> First of all, on what basis would Pagels have changed his opinion? It is true 
> Pagels trashed the TM theory of quantum mechanics. This was based on things 
> Larry Domash had written. As I recall, Domash used the vacuum state of 
> quantum mechanics as an analogy to explain TM, much in the way one might use 
> an orange and a golf ball to create an analogy describing how the Moon and 
> Earth, orbit around a common centre of gravity. I am not acutally aware of 
> how the quantum vacuum analogy morphed into TC *is* the quantum vacuum, or 
> how this subsequently morphed into the Unified Field equivalency that we see 
> today under Hagelin. Hagelin is still of course talking about this. I do not 
> know what Domash's view would be today. 
> 
> I recently re-listened to a debate with woo meister Deepak Chopra, 
> neuroscientist Sam Harris, skeptic Michael Shermer, and scholar Jean Houston 
> that took place in 2010. Though Chopra is not in the movement any more, he 
> does hew to the new age quantum nonsense that many, including the TMO, make 
> their stock in trade. In this debate, the skeptics raked Chopra over the hot 
> coals repeatedly for this. What was really interesting about this debate was 
> it was a Cal Tech, and physicist Leonard Mlodinaw was in the audience stood 
> up and offered Chopra a short course of quantum mechanics to straighten out 
> his misuse of quantum notation. Mlodinaw, whose field is mathematical 
> physics, recently wrote a book with Stephen Hawking (The Grand Design). 
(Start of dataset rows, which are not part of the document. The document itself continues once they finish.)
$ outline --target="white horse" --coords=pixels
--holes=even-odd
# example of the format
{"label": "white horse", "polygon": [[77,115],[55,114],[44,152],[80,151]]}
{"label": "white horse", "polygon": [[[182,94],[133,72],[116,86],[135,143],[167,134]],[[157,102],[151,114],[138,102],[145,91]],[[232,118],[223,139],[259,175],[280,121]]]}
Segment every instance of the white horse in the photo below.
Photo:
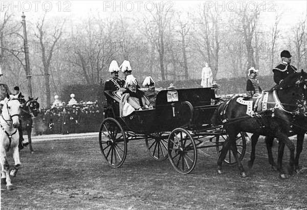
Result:
{"label": "white horse", "polygon": [[[20,95],[19,94],[19,95]],[[1,183],[6,183],[8,190],[13,190],[10,176],[14,177],[20,166],[19,150],[19,132],[17,128],[19,126],[19,118],[20,112],[20,104],[18,96],[9,95],[1,101],[2,106],[0,114],[0,159],[1,162]],[[9,172],[10,165],[7,158],[7,152],[10,148],[13,152],[13,158],[15,161],[14,169]]]}

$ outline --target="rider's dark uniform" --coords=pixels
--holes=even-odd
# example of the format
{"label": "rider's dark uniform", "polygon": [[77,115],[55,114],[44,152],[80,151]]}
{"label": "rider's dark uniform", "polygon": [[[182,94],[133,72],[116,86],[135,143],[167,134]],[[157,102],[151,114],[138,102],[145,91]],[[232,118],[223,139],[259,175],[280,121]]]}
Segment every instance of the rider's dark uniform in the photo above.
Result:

> Mlodinaw said he had never come across a definition of consciousness that 
> made any sense. It was clear that for Mlodinaw the correlations between 
> consciouness and quantum mechanics that Chopra was presenting made no sense 
> whatsoever, that is, it was nonsense.
> 
> The full debate: http://youtu.be/wi2IC6e5DUY
> The debate covers much more ground than just this aspect of spiritual 
> nomenclature and physics.
>


Science is based on materialism. All scientific theories are likewise based on 
materialism.Obviously that would include quantum mechanics.
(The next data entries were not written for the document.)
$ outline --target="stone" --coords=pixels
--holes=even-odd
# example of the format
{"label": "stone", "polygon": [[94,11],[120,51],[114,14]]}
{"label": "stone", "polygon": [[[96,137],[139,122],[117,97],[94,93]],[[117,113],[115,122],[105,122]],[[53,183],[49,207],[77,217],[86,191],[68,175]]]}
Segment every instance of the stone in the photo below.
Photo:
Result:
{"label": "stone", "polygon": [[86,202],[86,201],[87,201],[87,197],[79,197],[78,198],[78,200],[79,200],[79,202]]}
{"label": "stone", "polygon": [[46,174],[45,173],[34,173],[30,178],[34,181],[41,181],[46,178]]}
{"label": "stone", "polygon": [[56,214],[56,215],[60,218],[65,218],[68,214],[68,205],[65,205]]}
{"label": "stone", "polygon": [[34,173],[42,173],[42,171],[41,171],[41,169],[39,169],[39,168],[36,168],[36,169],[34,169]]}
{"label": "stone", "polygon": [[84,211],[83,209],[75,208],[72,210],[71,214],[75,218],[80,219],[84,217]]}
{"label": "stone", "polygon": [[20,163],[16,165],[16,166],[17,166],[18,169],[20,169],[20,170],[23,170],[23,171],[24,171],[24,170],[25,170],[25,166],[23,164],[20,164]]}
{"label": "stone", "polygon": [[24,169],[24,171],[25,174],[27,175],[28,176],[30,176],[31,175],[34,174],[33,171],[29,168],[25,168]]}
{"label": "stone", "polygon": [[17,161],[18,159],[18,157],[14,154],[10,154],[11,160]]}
Materialism proposes that consciousness is an epiphenomenon and has no 
existence independent of matter( i.e. consciousness is an emergent property of 
matter e.g the human nervous system). Given the latter it would seem illogical 
to assert that "pure consciousness" is the same as the vacuum state.The real 
question is whether consciousness is of a completely different order of reality 
then matter/energy. IMHO that
question can't be answered by science which is grounded in materialism.Chopra 
et al are making a fundamental error in attempting to describe the nature of 
consciousness using constructs taken from a materialistic/scientific framework.